I bought this (not on amazon) a few weeks ago. I teach statistics and also statistical graphics, so I try to stay abreast of what's on the shelves to recommend to students. I'd tell them to give this book the once over in the library, but not to go straight out and buy it. Statistical graphics have two interdependent aspects to them; how they look, their design and how much information they convey, their content. As I said they are not independent but they can be optimised to become a good looking graphic that conveys the maximum information. This book skews toward the design end of the range. I don't imply that this is unacceptable, they stay well within the range of acceptable scientific practice, but the bias is definitely present; from the prismatic cover to the dominance of graphics over short, sharp, almost bulleted, paragraphs of text, design dominates.

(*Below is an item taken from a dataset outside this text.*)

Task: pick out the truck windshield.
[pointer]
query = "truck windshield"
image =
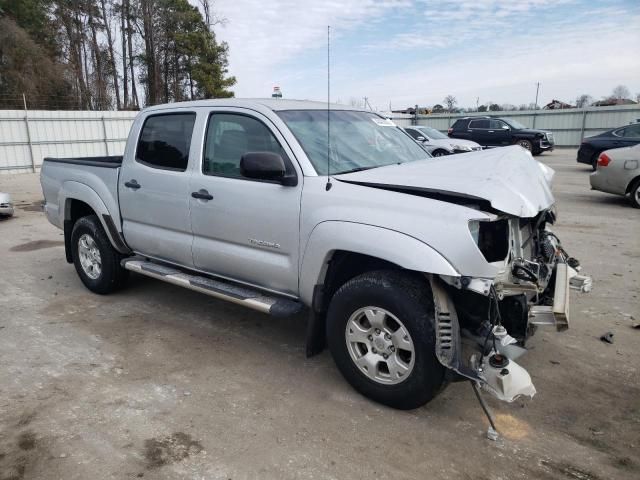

The initial section is about basics; how to present data, questions to answer about the purpose of the graphic and it's audience. It's thin on details of technique and some of it's examples are not the best in execution. To whit, the use of rainbow scales for continuous variable is generally not advisable since there is no implicit ordering. There are much better scales to use, many based on cartographic principles (e.g. see Cynthia Brewer (2005) Designing better maps). The next chapters are vignettes and case studies organised by content and design constraints - Form and structure, Process and time, Compare and contrast, Case studies and Interactive graphics. The book also has a very nice visual index showing thumbnails of the designs in each vignette and case study. Some of the examples are outstanding, including Felice Frankel's photographs of two colored waters creating contrasting square drops on a hydrophobic grid - a beautiful image that makes a sound scientific point; the two droplets don't mix.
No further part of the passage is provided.